第24章 邁進
「目標は具体的な方がいいでしょ。いやー連れてきてよかったー」
私の頭上で、五条先生は満足げに笑う。
「いや何が何だか分かんなかったんだけど」
「目標を設定したら後はひたすら駆け上がるだけ。ちょっと予定を早めて悠仁はこれから一ヶ月映画見て僕と戦ってを繰り返す」
「先生と!?」
「その後は重めの任務をいくつかこなしてもらう。基礎とその応用、しっかり身につけて、交流会でお披露目といこうか」
虎杖くんは着実に、五条先生の訓練をクリアしていく。
歴然とした差がそこにあった。
「皆実は白クマ練習、続けてね」
私のことを見下ろして、五条先生がそっけなく告げる。
言葉以上に、実践で与えられた現実が、その必要性を私に伝えてた。
悔しくて唇を噛んだ私の耳には、虎杖くんの愉快な声が聞こえてくる。
「はい、先生!」
「はい、悠仁君!」
虎杖くんの声音に合わせて、五条先生もそのノリを貫く。
「交流会って何?」
「京都にある姉妹校との呪術合戦。
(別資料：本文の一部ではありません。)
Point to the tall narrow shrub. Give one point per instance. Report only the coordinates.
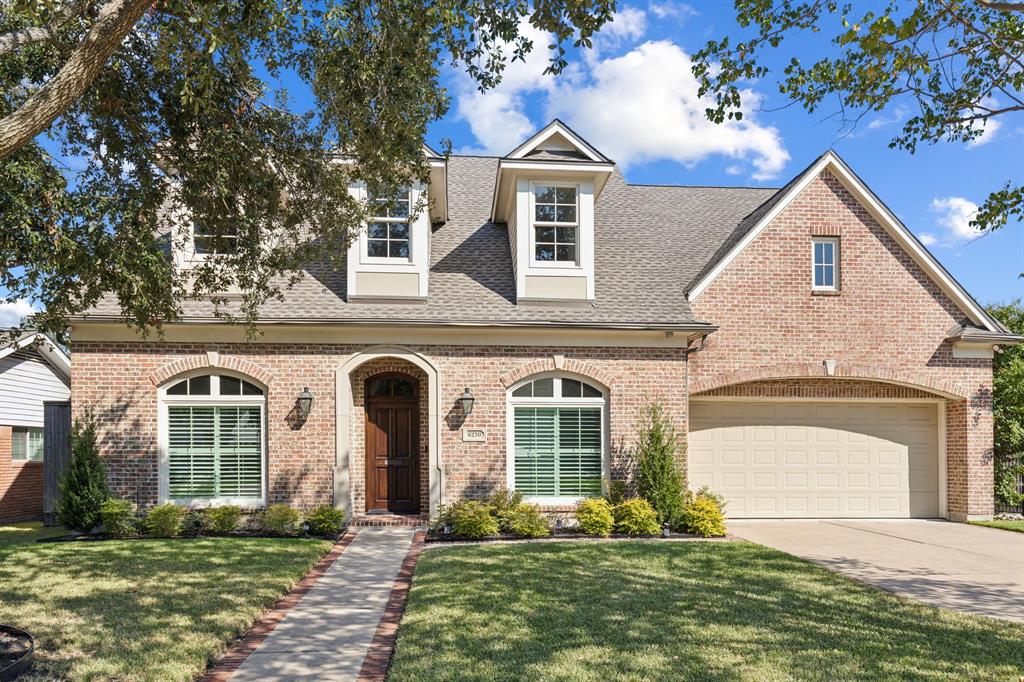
(658, 462)
(83, 488)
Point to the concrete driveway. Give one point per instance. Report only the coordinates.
(967, 567)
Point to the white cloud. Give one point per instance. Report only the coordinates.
(497, 117)
(11, 314)
(643, 107)
(674, 10)
(953, 215)
(627, 26)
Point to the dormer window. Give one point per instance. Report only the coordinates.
(388, 231)
(556, 225)
(206, 242)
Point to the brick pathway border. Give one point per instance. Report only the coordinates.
(378, 661)
(249, 642)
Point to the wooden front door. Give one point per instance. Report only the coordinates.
(392, 442)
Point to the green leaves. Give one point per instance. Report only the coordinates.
(192, 121)
(957, 64)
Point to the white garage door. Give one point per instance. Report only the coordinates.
(776, 459)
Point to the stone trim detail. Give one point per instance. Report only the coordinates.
(172, 369)
(843, 371)
(249, 642)
(378, 661)
(569, 365)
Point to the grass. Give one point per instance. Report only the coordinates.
(1017, 526)
(677, 610)
(155, 609)
(28, 531)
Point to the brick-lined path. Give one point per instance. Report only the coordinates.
(328, 634)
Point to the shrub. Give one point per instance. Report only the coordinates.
(659, 476)
(636, 517)
(524, 520)
(223, 519)
(119, 517)
(503, 503)
(83, 488)
(702, 516)
(473, 519)
(281, 519)
(164, 520)
(194, 523)
(325, 520)
(595, 517)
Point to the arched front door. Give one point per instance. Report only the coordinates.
(392, 442)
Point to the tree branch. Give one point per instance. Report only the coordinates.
(1001, 6)
(116, 18)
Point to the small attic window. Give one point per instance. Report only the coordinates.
(556, 224)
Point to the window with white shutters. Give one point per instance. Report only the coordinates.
(214, 442)
(557, 438)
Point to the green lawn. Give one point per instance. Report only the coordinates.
(1017, 526)
(677, 611)
(155, 609)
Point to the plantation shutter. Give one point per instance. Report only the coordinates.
(215, 452)
(558, 452)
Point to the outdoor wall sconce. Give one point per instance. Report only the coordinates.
(466, 401)
(303, 402)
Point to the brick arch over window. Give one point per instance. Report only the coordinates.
(172, 369)
(581, 368)
(817, 371)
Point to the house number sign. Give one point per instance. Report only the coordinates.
(474, 435)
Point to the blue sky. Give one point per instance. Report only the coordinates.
(634, 97)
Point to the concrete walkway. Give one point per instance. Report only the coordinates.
(966, 567)
(326, 636)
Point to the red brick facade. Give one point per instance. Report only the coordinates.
(885, 330)
(20, 484)
(116, 379)
(888, 323)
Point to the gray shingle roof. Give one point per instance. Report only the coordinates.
(650, 242)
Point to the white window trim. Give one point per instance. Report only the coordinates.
(214, 399)
(512, 402)
(554, 264)
(409, 220)
(835, 265)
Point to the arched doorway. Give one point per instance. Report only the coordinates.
(392, 442)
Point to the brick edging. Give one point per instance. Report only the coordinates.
(249, 642)
(378, 661)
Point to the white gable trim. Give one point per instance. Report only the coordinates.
(885, 217)
(553, 128)
(46, 349)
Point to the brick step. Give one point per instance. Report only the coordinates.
(382, 520)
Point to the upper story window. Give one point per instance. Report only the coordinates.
(388, 230)
(825, 263)
(207, 241)
(556, 224)
(27, 443)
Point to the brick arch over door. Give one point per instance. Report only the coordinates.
(570, 366)
(887, 375)
(212, 359)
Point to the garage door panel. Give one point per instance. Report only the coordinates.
(870, 460)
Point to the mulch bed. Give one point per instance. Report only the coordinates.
(13, 647)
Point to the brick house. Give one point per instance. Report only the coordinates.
(818, 359)
(33, 370)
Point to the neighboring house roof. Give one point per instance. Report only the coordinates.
(649, 243)
(44, 346)
(751, 226)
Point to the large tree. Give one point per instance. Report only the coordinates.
(954, 65)
(121, 121)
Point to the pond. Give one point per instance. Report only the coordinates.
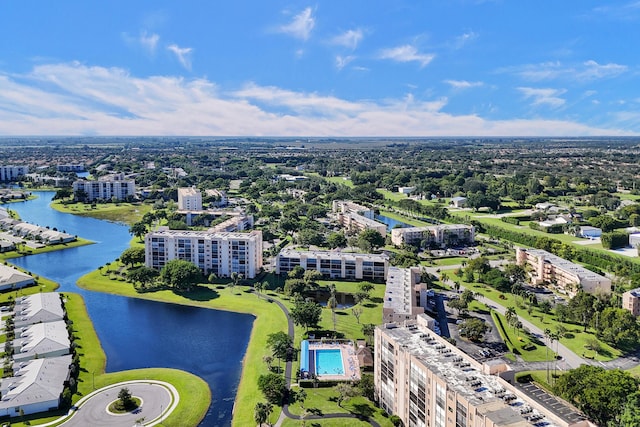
(136, 333)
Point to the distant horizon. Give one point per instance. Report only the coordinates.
(482, 68)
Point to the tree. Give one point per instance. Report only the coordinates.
(261, 412)
(181, 275)
(357, 312)
(601, 394)
(144, 275)
(336, 240)
(369, 239)
(133, 256)
(280, 344)
(368, 329)
(306, 314)
(474, 329)
(139, 229)
(345, 391)
(273, 387)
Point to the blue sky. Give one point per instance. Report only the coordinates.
(330, 68)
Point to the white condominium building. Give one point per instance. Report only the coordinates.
(11, 173)
(336, 265)
(427, 381)
(189, 199)
(566, 276)
(442, 235)
(107, 188)
(221, 253)
(347, 206)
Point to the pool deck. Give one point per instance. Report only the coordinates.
(350, 362)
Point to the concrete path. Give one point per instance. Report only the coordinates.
(159, 400)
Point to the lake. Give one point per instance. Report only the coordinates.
(137, 333)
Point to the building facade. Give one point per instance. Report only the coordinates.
(428, 382)
(335, 265)
(11, 173)
(443, 235)
(631, 301)
(220, 253)
(114, 186)
(566, 276)
(189, 199)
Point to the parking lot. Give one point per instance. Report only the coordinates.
(558, 407)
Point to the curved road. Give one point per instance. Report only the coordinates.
(287, 375)
(158, 401)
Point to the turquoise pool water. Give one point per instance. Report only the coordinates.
(329, 362)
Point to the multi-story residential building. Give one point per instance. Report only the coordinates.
(220, 253)
(443, 235)
(355, 223)
(631, 301)
(189, 199)
(336, 265)
(566, 276)
(426, 381)
(404, 295)
(11, 173)
(106, 188)
(346, 206)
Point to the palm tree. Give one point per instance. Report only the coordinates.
(261, 412)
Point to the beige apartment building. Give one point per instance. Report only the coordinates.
(566, 276)
(428, 382)
(443, 235)
(221, 253)
(334, 264)
(189, 199)
(631, 301)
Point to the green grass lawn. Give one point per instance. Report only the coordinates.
(322, 400)
(269, 319)
(194, 392)
(128, 213)
(577, 340)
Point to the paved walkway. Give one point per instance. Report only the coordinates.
(159, 400)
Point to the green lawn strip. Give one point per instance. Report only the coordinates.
(50, 248)
(575, 343)
(517, 341)
(269, 319)
(340, 180)
(194, 393)
(322, 400)
(128, 213)
(398, 217)
(391, 195)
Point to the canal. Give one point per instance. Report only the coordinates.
(137, 333)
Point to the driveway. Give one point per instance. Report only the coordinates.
(158, 401)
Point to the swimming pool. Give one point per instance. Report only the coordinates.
(329, 362)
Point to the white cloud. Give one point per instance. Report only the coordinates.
(342, 61)
(465, 38)
(349, 39)
(463, 84)
(406, 53)
(548, 96)
(76, 99)
(183, 54)
(587, 71)
(149, 41)
(301, 25)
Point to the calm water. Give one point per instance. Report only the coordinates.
(390, 222)
(137, 333)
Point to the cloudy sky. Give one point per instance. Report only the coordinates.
(330, 68)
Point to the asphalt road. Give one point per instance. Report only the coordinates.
(156, 400)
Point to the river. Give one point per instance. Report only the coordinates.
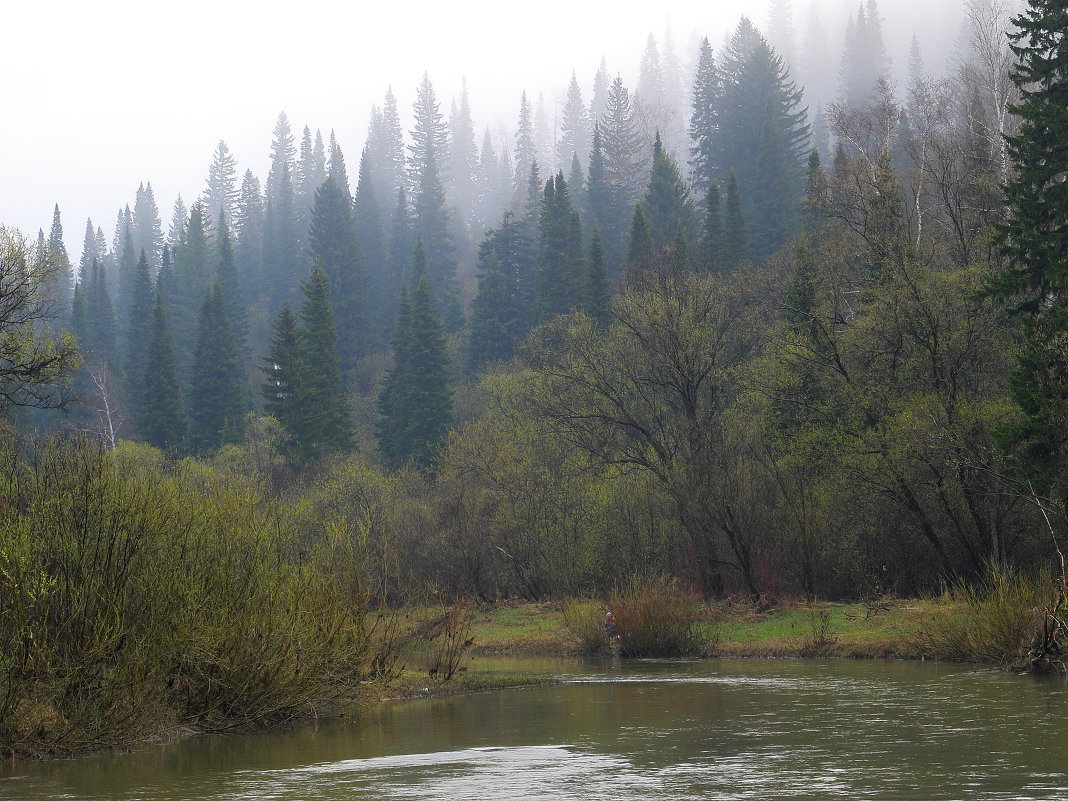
(623, 732)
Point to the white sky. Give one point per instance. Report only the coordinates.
(99, 96)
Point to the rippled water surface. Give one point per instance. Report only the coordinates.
(649, 731)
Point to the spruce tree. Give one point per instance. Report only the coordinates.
(641, 255)
(1034, 238)
(139, 326)
(333, 247)
(284, 371)
(666, 203)
(62, 276)
(218, 392)
(735, 238)
(711, 232)
(596, 295)
(161, 420)
(221, 193)
(324, 419)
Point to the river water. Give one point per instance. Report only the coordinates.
(648, 731)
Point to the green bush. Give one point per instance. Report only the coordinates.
(993, 622)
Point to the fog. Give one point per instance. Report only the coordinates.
(103, 96)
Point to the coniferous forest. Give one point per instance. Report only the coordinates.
(768, 322)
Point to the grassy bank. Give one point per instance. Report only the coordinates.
(790, 630)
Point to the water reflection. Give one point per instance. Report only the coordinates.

部活でいう交流戦みたいなもんだよ」
「え、楽しそう!」
虎杖くんの顔がパァッと明るくなる。
五条先生の知らせが、虎杖くんにまた新たなやる気を与えた。
「よっしゃぁああ! やったるぞー!」
「……皆実」
はしゃぐ虎杖くんを放って、五条先生が私の名を呼んだ。